To do this, D’Angelo and the team recruited 106 people to take part in an experiment involving the classic “rubber hand illusion”. Participants were seated in front of a table where a rubber hand was visible, stretched out in front of them like it was part of their body, while their own hand on the same side was hidden from view. The experimenter tapped the rubber hand at the same time that identical stimulation was applied to the participants’ real hand – which, remember, they can’t see.

As long as the stimulations exactly matched, the participants began to perceive the rubber hand as being physically attached to them. Then gradually, the experimenter introduced delays in the stimulation patterns so that this feeling eroded.

As the feeling of ownership of the rubber hand faded, the researchers had the opportunity to observe differences in the participants’ brain activity patterns using an electroencephalogram (EEG).

An existing theory in the fields of neuroscience and psychology suggested that alpha oscillations – rhythmic brain waves at a frequency of about 10 Hz – play a vital role in perception. For years, they were considered to be the brain’s “idling” signal, until evidence was uncovered suggesting they could actually be key to these essential processes.

D’Angelo and the team observed that individuals with faster alpha oscillations were most sensitive to changes in the timing of stimulation to their real hand and the rubber hand, noticing more quickly when the simulation was out of phase.

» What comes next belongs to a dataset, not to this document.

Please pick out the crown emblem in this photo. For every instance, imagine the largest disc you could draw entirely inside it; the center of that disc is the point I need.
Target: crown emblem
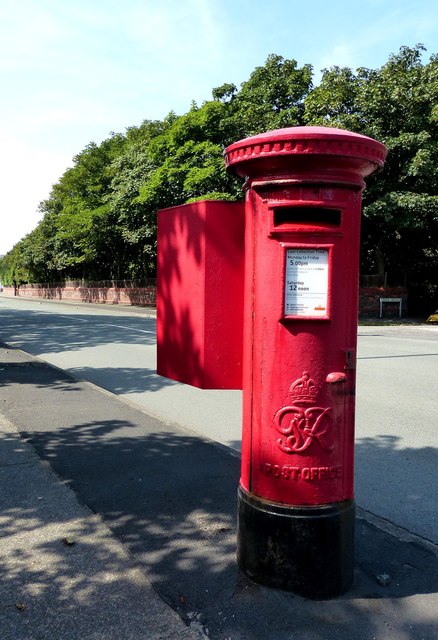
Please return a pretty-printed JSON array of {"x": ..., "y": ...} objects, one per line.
[{"x": 304, "y": 390}]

Those with naturally slower alpha waves, by contrast, took longer to perceive that the timing of stimulation had changed. Essentially, it took more to show their brains that they had been tricked into perceiving the rubber hand as their own. The team called this period the “temporal binding window”.

To confirm that it was the alpha waves causing this, they artificially sped up or slowed down participants’ alpha frequencies using transcranial alternating current stimulation (tACS), a form of noninvasive brain stimulation involving the application of mild alternating electrical currents to specific areas of the scalp.

By manipulating the alpha frequencies, the researchers could change how precisely the participants perceived stimulation to the rubber hand and their own hidden hand as simultaneous.

“Our findings help explain how the brain solves the challenge of integrating signals from the body to create a coherent sense of self,” said senior author Professor Henrik Ehrsson.

The findings don’t just help resolve the open questions around the importance of alpha waves. Understanding bodily perception has a range of applications – as Ehrsson suggested, these include “the development of better prosthetic limbs and more realistic virtual reality experiences.”

It could also help scientists seeking new treatments for conditions where the sense of bodily perception is altered, as D’Angelo explained: “The findings may provide new insights into psychiatric conditions such as schizophrenia, where the sense of self is disturbed.”

The study is published in the journal Nature Communications.